It's the value of v of t
plus the derivative
at our point times the size of h.
So again, it's kind of like a Taylor polynomial.
This is your linear term,
and then it's plus something that we don't care about,
something that's gonna get really small
as h goes small,
and really small in comparison to h, more importantly.
And from that you subtract off
f of v of t.
Kind of running off the edge.
I always keep running off the edge.
And all of that is divided by h.
Now, the point here is
when you look at this limit, because we're taking it
as h goes to zero,
we'll basically be able to ignore this o of h component
because as h goes to zero,
this gets very, very small in comparison to h.
So everything that's on the inside here
is basically just the v of t
plus this vector value, right?
And this is h times some kind of vector.
But if you think back, I made a video
on the formal definition of the directional derivative.

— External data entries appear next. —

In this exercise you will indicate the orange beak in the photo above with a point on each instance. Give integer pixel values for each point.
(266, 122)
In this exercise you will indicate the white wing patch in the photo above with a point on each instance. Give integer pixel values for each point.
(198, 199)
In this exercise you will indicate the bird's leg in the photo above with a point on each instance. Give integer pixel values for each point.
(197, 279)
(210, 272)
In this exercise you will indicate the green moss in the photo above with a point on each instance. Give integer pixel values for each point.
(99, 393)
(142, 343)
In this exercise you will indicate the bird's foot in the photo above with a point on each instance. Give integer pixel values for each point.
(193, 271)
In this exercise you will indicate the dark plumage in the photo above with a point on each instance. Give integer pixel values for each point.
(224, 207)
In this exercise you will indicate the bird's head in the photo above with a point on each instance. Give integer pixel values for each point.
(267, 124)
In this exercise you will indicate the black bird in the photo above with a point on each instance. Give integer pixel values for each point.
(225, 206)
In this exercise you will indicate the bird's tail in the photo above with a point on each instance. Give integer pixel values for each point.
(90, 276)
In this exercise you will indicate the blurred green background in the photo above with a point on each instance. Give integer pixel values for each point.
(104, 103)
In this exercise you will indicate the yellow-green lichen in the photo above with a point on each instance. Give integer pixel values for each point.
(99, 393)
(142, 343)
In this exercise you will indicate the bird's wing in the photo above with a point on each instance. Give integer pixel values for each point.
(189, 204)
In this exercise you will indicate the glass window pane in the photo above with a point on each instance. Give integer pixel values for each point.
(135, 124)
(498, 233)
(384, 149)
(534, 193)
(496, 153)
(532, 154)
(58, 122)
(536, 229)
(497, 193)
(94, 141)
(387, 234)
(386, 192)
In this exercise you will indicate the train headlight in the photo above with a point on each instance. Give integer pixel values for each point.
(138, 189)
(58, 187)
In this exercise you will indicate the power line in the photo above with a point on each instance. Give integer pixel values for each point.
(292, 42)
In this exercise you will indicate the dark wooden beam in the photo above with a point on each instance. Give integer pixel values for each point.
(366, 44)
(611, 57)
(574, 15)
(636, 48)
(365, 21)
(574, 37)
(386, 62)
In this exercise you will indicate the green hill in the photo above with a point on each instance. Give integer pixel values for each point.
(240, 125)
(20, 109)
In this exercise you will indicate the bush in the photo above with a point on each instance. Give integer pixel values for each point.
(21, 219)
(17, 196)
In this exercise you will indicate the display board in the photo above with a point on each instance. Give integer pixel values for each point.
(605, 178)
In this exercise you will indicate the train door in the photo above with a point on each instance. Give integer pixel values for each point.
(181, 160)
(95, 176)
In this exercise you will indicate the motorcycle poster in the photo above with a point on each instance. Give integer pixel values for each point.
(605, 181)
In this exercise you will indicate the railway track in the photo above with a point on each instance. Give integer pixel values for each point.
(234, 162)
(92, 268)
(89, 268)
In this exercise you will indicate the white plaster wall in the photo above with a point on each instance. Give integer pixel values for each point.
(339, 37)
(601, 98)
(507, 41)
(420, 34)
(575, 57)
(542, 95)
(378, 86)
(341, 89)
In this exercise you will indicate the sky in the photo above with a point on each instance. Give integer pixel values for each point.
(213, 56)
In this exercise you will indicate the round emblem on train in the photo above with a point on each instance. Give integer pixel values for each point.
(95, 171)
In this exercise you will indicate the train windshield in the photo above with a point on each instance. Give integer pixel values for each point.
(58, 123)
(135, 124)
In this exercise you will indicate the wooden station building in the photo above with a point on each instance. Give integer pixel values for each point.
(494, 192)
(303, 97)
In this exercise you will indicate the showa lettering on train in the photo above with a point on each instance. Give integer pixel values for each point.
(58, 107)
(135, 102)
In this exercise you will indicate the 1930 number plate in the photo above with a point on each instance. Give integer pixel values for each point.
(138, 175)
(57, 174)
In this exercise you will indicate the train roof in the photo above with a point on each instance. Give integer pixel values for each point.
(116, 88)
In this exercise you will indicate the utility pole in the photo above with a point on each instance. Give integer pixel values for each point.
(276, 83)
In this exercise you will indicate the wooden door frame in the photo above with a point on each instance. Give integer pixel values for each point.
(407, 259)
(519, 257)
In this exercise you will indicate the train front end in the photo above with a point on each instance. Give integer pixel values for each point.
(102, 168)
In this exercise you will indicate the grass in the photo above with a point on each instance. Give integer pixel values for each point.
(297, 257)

And if you remembered, or if you kind of go back
and take a look now, this is exactly the formal definition
of the directional derivative.
We're taking h to go to zero,
the thing we're multiplying it by
is a certain vector quantity.
That vector is the nudge to your original value,
and then we're dividing everything by h.
So by definition, this entire thing
is the directional derivative in the direction of
the derivative of the function of t.
I'm writing v prime t instead of getting the whole
dv, dt down there.
All of that of f evaluated at where?
Well, the place that we're starting
is just v of t, so that's v of t.
And that's it, that's the answer.
'Cause when you evaluate the directional derivative,
the way that you do that, you take the gradient of f,
evaluate it at whatever point you're starting at,
in this case it's the output of v of t,
and you take the dot product between that
and the vector value derivative.
Well, I mean (chuckles),
the dot product between that and whatever your vector is,
which, in this case, is the vector-value derivative
of v, and that's the multivariable chain rule.
And if you look back through the line of reasoning,
it all really did match
the thoughts of kind of nudging, nudging,
and seeing how that nudged, right?
Because the reason we thought to use
the vector-value derivative
was because of that intuition.
And the reason for all the manipulation that I did
is just because I wanted to be able to express
what a nudge to the input of v looks like.
And what that looks like is the original value
plus a certain vector here.
This was the resulting nudge in the intermediary space.
I wanted to express that in a formal way.
And sure, we have this kind of o of h term
that expresses something that shrinks really fast,
but once you express it like that,
you just end up plopping out
the definition of the directional derivative.
So I hope that gives kind of a satisfying reason
for those of you who are a little bit more rigor-inclined
for why the multivariable chain rule works.
I should also maybe mention there's a more general
multivariable chain rule for vector-valued functions.
I'll get to that at another point
when I talk about the connections
between multivariable calculus and linear algebra.
But for now, that's pretty much all you need to know
on the multivariable chain rule
when the ultimate composition is,
you know, just a real number to a real number.
And I'll see you next video.